L’histoire de sa construction est chaotique. Le chœur et le transept sont construits rapidement à la fin du XIIIe siècle. Après un siècle d’abandon, les travaux reprennent et les parties basses de la nef et de ses collatéraux sont achevées avant la consécration de l’édifice en 1379. La nef est simplement plafonnée. Ce n’est que près de cinq siècles plus tard que des travaux de restauration et de reconstruction sont entrepris. La période de 1876 à 1905, intense, voit se terminer l’édifice.
Tout est harmonie dans l’église Saint-Urbain, dont le chœur et l’abside constituent un écrin de lumière : l’architecture, réduite à ses éléments structuraux, laisse la place à d’immenses baies qui montent jusqu’au niveau des voûtes. Les verrières laissent entrer la lumière à flot, tout en la tamisant. Les sculptures complètent cet ensemble de légèreté, de grâce et de douceur comme la Vierge au raisin du début du XVIe siècle.
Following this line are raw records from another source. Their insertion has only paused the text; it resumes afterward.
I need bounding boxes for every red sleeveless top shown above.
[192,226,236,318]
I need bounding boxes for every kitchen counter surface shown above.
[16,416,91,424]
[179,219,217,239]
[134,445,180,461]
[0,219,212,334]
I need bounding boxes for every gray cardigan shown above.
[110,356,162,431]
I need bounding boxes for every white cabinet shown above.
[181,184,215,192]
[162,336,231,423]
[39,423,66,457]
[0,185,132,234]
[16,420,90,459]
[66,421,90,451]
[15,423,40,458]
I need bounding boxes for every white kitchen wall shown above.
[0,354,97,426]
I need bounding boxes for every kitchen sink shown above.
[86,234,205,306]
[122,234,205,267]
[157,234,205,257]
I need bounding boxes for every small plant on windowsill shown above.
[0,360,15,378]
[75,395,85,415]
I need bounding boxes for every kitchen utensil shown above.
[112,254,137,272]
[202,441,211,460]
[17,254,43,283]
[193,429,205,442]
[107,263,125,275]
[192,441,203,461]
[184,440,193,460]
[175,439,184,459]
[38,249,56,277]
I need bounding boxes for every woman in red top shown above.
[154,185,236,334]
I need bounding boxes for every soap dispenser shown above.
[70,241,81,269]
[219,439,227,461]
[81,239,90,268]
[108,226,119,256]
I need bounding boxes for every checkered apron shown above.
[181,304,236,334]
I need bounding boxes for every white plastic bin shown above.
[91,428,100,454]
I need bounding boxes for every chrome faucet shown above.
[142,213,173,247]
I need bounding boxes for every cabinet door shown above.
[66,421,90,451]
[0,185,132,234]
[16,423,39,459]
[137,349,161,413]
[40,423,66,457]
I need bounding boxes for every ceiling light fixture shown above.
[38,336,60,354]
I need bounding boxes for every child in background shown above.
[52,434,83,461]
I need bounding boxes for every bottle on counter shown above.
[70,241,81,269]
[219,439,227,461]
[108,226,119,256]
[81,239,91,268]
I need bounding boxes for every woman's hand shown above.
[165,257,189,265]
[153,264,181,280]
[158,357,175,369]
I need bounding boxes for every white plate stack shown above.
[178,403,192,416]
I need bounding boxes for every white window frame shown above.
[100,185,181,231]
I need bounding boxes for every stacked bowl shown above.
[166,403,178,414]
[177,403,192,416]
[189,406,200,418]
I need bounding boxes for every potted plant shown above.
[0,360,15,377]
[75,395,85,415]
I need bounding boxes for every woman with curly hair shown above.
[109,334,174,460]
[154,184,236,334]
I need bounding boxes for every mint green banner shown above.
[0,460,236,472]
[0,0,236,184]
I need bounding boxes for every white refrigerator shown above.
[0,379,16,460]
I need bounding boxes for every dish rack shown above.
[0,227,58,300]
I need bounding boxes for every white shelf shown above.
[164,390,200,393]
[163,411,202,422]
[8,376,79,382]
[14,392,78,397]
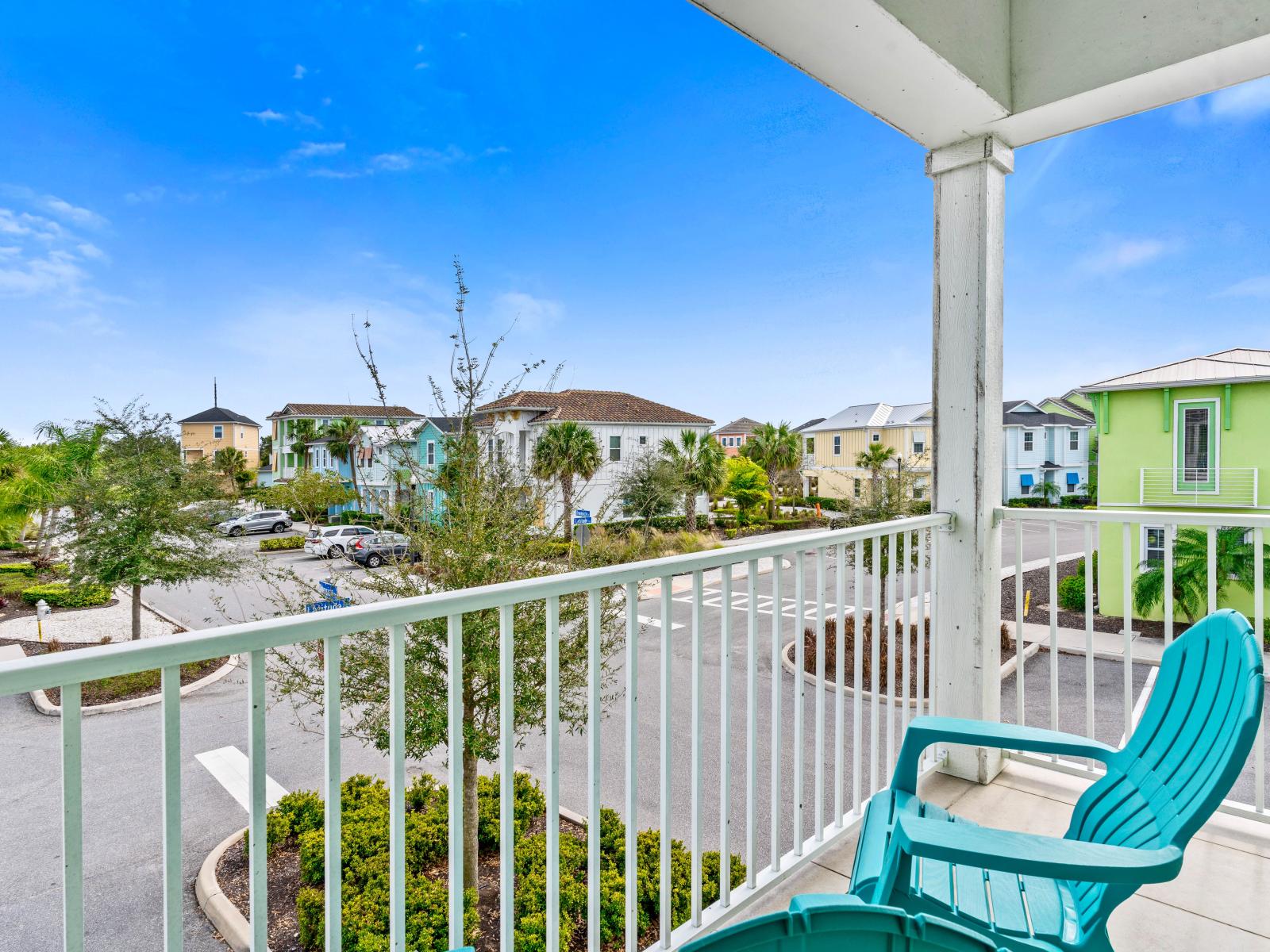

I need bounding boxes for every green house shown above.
[1082,347,1270,627]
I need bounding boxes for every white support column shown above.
[926,136,1014,783]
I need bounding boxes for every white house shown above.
[479,390,714,525]
[1001,400,1092,499]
Datés vers 1280, les vitraux du chevet, sur deux étages, apportent énormément de clarté par leur composition sur fond de grisaille rehaussée de filets et de fermaillets colorés. Dans les fenêtres hautes, la grisaille est coupée par une litre composée de grands personnages sur panneaux colorés bleus ou rouges, représentant les prophètes et patriarches de l’Ancien Testament. Ces panneaux sont entourés d’une large bordure héraldique, assez rare pour le XIIIe siècle. Dans la partie inférieure, de petits panneaux carrés, de qualité inégale, consacrés à la Passion du Christ, sont insérés au centre de la grisaille.
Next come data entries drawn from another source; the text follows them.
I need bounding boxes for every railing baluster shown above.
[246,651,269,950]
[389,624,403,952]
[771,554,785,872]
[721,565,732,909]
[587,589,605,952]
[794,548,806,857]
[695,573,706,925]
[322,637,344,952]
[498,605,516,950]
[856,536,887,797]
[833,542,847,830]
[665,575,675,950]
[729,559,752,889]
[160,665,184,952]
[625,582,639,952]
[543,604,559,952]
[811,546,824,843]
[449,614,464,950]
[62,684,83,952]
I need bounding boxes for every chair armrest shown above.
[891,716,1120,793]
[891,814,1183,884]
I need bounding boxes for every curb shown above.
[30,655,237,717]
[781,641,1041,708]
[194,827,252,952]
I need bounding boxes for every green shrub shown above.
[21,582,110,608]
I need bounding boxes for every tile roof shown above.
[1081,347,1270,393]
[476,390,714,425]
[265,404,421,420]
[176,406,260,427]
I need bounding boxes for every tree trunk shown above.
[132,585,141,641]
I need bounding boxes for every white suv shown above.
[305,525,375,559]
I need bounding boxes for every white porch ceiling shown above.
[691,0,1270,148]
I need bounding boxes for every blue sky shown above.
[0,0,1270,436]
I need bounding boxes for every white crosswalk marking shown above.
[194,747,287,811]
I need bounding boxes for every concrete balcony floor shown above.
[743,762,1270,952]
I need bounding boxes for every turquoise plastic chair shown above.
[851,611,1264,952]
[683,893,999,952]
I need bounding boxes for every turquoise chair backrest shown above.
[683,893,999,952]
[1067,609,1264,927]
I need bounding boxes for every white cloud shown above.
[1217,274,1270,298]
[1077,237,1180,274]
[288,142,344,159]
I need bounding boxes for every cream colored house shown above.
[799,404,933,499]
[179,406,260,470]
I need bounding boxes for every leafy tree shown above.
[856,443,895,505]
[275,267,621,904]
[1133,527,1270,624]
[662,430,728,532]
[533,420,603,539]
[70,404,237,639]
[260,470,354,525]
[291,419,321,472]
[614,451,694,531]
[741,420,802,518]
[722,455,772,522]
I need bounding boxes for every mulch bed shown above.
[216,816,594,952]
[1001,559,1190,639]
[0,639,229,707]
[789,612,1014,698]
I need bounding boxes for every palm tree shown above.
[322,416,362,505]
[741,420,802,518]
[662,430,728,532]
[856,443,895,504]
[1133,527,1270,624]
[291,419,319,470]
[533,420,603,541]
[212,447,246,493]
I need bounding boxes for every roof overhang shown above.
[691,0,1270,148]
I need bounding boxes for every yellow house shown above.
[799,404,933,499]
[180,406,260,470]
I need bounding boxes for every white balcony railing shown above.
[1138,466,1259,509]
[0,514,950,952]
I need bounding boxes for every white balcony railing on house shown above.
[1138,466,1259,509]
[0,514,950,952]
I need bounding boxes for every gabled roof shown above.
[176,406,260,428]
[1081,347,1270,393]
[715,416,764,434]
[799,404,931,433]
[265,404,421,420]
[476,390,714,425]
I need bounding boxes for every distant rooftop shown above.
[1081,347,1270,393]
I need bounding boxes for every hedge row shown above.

Les restaurations du XIXe siècle sont très étendues. Entre 1876 et 1906, les restaurations sont confiées à Vincent-Larcher puis, après sa mort en 1894, à Edouard Didron le Jeune. Ce dernier périt en 1902 et son travail est terminé par Jean-Baptiste Anglade. Les suppressions et déplacements de panneaux sont fréquents pour réorganiser l’ordre iconographique à cette époque.
En 1982, des désordres importants apparus dans l’abside de l’édifice poussent à déposer les baies. Entreposés ensuite dans l’annexe du trésor de la cathédrale, ces vitraux ont été restaurés puis réintégrés par l’atelier Vinum à la fin des années 1990.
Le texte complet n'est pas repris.